En el mundo del deporte lo tienen claro: desde una buena base se llega a una buena altura. Por eso se protege, se cuida, se mima la cantera. En la educación debería suceder lo mismo: lo primero, la cantera. ¿Que cuál es la cantera? De entrada, la Educación Infantil. Por cada moneda que se invierta en los estudios superiores, deberían aportarse cuatro o cinco más para esta etapa.
Más centros, más profesionales, más atenciones, mejor organización. Cada detalle inherente a todos y cada uno de los discentes deberá vigilarse, supervisarse, atenderse con el esmero y la delicadeza exigibles dada la enorme importancia que representa para los humanos el periodo que abarcan los seis primeros años de vida.
La sociedad, en general, y los responsables que gestionan la trayectoria de esta sociedad, en particular, deben volcarse en esta protección: más atenciones y más control a las familias, mejoras en la gestión del día a día de los infantes tanto dentro como fuera del marco escolar…
No es negociable. No puede serlo.
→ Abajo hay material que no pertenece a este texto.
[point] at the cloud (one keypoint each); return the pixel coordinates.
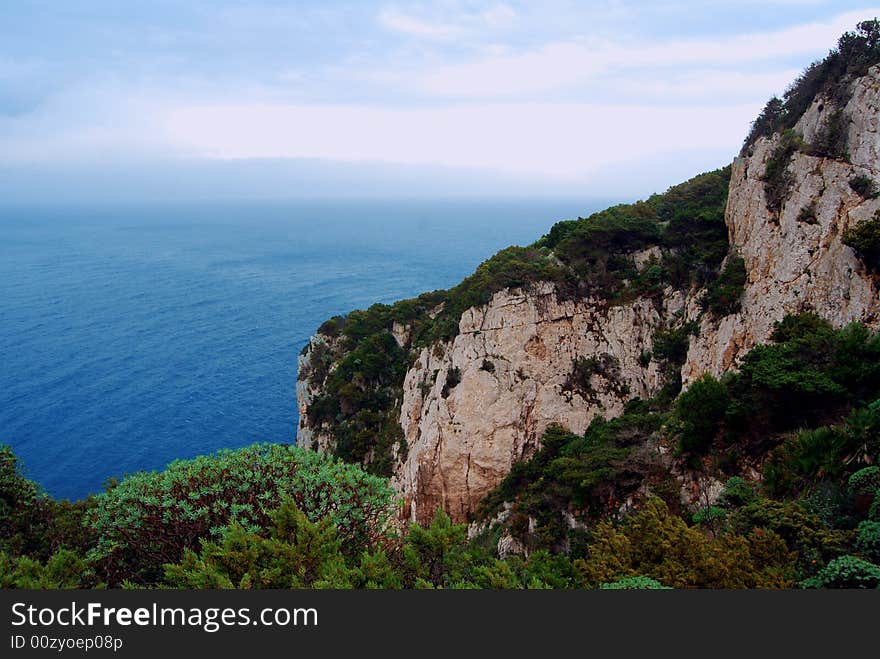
(398, 22)
(563, 141)
(570, 64)
(447, 24)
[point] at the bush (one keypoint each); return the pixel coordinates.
(868, 540)
(634, 583)
(864, 186)
(659, 545)
(724, 294)
(150, 519)
(33, 524)
(777, 179)
(846, 572)
(808, 214)
(294, 553)
(830, 78)
(700, 414)
(864, 238)
(453, 379)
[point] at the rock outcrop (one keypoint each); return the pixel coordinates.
(795, 264)
(474, 406)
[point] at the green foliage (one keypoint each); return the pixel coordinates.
(868, 540)
(864, 186)
(150, 519)
(801, 530)
(359, 369)
(659, 545)
(589, 475)
(432, 554)
(777, 178)
(846, 572)
(809, 214)
(700, 413)
(724, 293)
(453, 379)
(828, 452)
(809, 375)
(32, 524)
(295, 553)
(830, 79)
(864, 238)
(865, 481)
(63, 570)
(634, 583)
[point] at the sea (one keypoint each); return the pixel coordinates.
(133, 335)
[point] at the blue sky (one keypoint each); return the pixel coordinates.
(160, 99)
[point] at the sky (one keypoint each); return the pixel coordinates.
(161, 99)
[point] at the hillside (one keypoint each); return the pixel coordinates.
(681, 392)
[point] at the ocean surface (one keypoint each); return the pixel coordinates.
(134, 335)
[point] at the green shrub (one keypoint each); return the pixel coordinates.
(724, 294)
(150, 519)
(634, 583)
(33, 524)
(829, 78)
(864, 238)
(864, 186)
(700, 414)
(294, 552)
(63, 570)
(865, 481)
(659, 545)
(868, 540)
(777, 179)
(808, 214)
(846, 572)
(453, 379)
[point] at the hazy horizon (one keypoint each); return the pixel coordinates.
(231, 100)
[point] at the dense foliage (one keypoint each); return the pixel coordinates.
(150, 519)
(828, 82)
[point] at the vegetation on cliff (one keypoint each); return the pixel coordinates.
(804, 410)
(829, 82)
(358, 371)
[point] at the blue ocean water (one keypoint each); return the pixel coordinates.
(134, 335)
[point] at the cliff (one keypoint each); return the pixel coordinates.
(630, 303)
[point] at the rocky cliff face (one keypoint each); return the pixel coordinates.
(796, 264)
(472, 407)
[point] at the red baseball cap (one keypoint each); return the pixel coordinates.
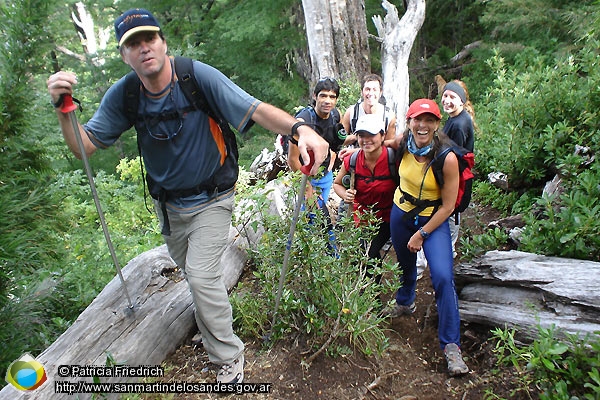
(422, 106)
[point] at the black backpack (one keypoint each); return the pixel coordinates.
(335, 114)
(466, 161)
(226, 176)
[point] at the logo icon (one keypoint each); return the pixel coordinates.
(26, 373)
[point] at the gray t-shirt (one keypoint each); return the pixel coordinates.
(194, 150)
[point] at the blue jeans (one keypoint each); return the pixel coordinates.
(438, 250)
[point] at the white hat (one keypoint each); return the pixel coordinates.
(371, 123)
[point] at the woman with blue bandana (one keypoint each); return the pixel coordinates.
(419, 220)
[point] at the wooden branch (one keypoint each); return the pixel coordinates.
(524, 290)
(162, 320)
(465, 52)
(68, 52)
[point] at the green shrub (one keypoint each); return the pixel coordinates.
(329, 301)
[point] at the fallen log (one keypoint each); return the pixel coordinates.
(521, 290)
(162, 320)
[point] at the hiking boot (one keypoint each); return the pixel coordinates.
(397, 310)
(232, 373)
(456, 365)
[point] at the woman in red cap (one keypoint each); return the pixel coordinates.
(419, 220)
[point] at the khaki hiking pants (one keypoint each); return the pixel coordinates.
(196, 244)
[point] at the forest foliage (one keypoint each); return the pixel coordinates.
(534, 81)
El hecho de que adquirir la condición de progenitores no presuponga el conocimiento de cómo han de atenderse a los vástagos[1] conduce a plantear que en la crianza conviene que intervengan otros actores ajenos al círculo que representan las familias.
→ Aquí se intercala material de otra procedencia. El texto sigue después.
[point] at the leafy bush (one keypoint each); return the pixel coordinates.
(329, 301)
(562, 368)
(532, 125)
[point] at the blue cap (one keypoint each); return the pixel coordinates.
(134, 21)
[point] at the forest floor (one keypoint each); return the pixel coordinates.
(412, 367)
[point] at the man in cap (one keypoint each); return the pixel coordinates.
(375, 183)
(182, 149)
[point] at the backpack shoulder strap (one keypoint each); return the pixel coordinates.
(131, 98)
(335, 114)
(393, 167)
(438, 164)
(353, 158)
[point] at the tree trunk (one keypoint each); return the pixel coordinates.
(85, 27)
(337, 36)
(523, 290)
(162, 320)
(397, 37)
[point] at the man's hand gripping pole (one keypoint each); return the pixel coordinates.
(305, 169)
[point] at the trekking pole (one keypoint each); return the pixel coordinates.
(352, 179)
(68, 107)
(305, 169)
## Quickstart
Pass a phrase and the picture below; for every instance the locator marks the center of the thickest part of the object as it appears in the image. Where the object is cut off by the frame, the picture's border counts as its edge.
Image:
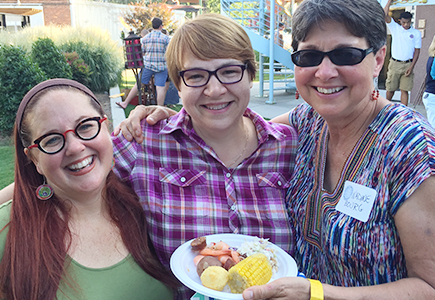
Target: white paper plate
(185, 270)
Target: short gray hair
(362, 18)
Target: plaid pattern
(187, 192)
(154, 46)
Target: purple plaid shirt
(154, 46)
(187, 192)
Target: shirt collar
(181, 121)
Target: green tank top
(124, 280)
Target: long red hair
(38, 240)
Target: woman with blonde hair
(429, 93)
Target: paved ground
(283, 102)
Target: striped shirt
(394, 156)
(154, 46)
(187, 191)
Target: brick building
(54, 12)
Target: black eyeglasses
(200, 77)
(347, 56)
(52, 143)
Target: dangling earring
(375, 95)
(44, 191)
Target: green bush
(50, 59)
(103, 55)
(106, 72)
(80, 70)
(18, 75)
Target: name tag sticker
(356, 201)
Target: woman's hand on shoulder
(131, 128)
(294, 288)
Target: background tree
(139, 15)
(50, 59)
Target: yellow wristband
(316, 290)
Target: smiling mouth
(218, 107)
(329, 91)
(81, 165)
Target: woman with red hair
(73, 230)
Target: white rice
(258, 245)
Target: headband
(45, 85)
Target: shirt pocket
(181, 178)
(184, 194)
(273, 179)
(270, 195)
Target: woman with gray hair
(362, 196)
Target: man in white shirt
(405, 50)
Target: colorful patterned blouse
(394, 156)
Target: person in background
(73, 229)
(362, 195)
(405, 50)
(216, 166)
(143, 33)
(154, 45)
(429, 93)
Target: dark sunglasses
(347, 56)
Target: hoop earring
(44, 191)
(375, 95)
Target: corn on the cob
(253, 270)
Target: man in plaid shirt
(154, 45)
Esta intervención, personalizada, convenientemente tasada, bien trazada para evitar conflictos, altamente profesional, altamente deudora del propósito de atender hasta en el más mínimo de los detalles que puedan darse durante esta etapa, no puede regirse bajo las circunstancias de la eventualidad, del ejercicio puntual, atenta más al «cada X tiempo, a ver lo que hay», sino que ha de ser constante.
Hablamos de una carretera de dos carriles: el destino, el mismo; un carril, la familia; el otro carril, la sociedad. Dos carriles que forman una unidad de intervención. Es un quehacer largo, arduo y complejo, pero necesario.
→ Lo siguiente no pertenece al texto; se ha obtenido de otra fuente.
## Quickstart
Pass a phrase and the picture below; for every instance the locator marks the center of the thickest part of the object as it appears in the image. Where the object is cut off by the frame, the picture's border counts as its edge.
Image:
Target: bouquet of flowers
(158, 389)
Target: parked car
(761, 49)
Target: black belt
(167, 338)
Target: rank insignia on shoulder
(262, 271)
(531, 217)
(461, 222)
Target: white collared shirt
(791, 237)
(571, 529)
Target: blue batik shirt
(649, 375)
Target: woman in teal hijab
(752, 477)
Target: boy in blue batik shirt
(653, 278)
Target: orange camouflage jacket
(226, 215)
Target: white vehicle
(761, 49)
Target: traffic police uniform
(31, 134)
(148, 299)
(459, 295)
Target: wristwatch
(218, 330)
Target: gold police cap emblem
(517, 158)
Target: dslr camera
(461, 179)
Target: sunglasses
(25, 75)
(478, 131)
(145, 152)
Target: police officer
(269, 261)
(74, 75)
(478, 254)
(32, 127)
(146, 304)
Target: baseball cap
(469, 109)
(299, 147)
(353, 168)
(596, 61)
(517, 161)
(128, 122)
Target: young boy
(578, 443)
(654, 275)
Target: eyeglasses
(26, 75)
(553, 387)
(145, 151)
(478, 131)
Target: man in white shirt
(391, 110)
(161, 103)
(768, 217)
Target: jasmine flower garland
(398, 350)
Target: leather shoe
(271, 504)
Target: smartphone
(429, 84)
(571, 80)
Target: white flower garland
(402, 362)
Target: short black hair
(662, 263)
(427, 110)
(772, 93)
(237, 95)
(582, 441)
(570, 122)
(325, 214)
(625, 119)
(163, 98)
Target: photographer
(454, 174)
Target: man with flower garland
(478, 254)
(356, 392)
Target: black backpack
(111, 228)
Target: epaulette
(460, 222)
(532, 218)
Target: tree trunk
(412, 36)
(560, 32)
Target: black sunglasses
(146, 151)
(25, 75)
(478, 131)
La inversión generosa, eficaz y bien gestionada de recursos humanos, materiales, legales, sociales, administrativos… durante seis años, los seis primeros años de existencia de nuestros infantes, debería conducir a una suerte de desinversión extra a posteriori.
¿Cuánto de lo que se invierte “excepcionalmente” en primaria o secundaria (y no hablo solo de dinero) se podría evitar? Lo tengo claro: por cada moneda que se invierta en los estudios superiores, deberían aportarse cuatro o cinco más, no, más: seis, siete… diez monedas más para esta etapa, para la Educación Infantil, la cantera del sistema educativo.
[1]. Que de mis palabras no quepa presuponer que esta carencia implica desafección o desatención a los descendientes, ni muchísimo menos.